Enhanced Frequency Regulation Strategy for Wind Turbines Based on Over-speed De-loading Control
An Yingyu, Yonggang Li, Jian Zhang, Ting Wang, Changfeng Liu
Abstract
Wind turbines (WTs)can participate into frequency regulation of power systems by over-speed de-loading control. With conventional de-loading control, before frequency disturbances, the WT operates at a de-loading point with a reduced active power output instead of Maximum Power Point Tracking (MPPT), preserving a certain amount of wind power reserve for frequency support. During the frequency regulation, the operating point of the WT moves back to the MPPT curve, increasing its active power output to support system frequency regulation.
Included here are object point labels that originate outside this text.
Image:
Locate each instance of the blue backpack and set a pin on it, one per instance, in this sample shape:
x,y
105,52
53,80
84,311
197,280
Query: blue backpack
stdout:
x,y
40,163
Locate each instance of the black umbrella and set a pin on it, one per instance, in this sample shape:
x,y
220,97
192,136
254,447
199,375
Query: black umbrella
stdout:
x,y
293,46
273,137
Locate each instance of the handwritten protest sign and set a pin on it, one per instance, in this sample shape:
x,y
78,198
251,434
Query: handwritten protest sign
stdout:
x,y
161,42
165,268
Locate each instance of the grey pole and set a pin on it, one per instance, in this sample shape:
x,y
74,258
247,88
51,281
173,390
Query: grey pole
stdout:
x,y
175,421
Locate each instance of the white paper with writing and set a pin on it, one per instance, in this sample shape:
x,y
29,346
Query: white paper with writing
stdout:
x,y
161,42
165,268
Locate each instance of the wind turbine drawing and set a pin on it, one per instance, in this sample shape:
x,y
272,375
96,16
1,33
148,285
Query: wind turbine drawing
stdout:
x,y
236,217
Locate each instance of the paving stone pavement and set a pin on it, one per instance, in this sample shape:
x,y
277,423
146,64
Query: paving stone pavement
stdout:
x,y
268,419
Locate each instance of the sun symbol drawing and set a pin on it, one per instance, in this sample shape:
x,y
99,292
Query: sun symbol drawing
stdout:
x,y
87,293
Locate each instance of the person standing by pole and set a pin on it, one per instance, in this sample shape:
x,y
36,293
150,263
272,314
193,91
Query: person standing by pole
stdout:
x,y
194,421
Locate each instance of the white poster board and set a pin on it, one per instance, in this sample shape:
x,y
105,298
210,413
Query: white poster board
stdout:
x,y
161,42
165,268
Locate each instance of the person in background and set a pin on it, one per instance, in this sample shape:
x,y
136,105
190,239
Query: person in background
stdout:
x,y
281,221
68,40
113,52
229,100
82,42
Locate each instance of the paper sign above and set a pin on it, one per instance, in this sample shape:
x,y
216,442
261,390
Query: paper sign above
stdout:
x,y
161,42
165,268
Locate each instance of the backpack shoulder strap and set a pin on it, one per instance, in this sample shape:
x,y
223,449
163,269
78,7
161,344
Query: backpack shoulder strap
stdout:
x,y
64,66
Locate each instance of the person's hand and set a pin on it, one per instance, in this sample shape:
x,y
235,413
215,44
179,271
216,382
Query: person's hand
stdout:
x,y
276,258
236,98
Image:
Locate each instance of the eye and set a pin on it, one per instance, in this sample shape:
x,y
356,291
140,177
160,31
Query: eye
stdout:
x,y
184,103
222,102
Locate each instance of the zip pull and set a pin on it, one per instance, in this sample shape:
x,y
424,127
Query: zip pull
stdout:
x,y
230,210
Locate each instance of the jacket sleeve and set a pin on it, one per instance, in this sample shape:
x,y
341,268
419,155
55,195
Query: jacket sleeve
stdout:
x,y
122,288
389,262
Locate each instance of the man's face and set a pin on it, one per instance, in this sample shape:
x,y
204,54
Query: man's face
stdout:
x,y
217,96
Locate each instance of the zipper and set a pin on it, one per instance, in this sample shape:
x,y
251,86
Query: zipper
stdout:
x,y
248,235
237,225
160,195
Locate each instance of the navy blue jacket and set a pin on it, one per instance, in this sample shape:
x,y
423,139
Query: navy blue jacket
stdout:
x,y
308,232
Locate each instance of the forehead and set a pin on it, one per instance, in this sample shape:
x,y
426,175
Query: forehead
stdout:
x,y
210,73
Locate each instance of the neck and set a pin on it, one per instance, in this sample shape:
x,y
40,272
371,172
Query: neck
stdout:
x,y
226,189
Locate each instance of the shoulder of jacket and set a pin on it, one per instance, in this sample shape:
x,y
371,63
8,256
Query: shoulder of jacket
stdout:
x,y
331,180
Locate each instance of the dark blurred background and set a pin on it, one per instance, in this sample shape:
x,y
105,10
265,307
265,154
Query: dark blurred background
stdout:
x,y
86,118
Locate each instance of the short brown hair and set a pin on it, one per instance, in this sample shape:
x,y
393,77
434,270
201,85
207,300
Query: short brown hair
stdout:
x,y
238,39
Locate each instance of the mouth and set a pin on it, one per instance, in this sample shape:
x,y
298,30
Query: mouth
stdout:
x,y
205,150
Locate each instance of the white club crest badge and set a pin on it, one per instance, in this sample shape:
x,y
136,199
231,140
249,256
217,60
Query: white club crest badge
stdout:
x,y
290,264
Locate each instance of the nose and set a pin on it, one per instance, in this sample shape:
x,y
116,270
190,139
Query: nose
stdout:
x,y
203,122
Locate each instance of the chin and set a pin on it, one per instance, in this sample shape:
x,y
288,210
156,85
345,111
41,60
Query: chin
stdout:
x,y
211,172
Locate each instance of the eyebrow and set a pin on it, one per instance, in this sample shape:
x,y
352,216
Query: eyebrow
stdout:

However, since the WT can operate over a wide range of rotor speed, after reaching the MPPT curve, the WT can further provide active power support by decreasing its rotor speed and releasing the kinetic energy stored in its rotating mass. This paper proposes an enhanced frequency regulation strategy for WTs based on the conventional over-speed de-loading control. By exploiting both the wind power reserve and the kinetic energy, the active power support of the WT during frequency regulation can be significantly increased. Simulation results show that the proposed strategy can improve the system frequency response by reducing the frequency excursion. Meanwhile, the system secondary frequency drop can be avoided.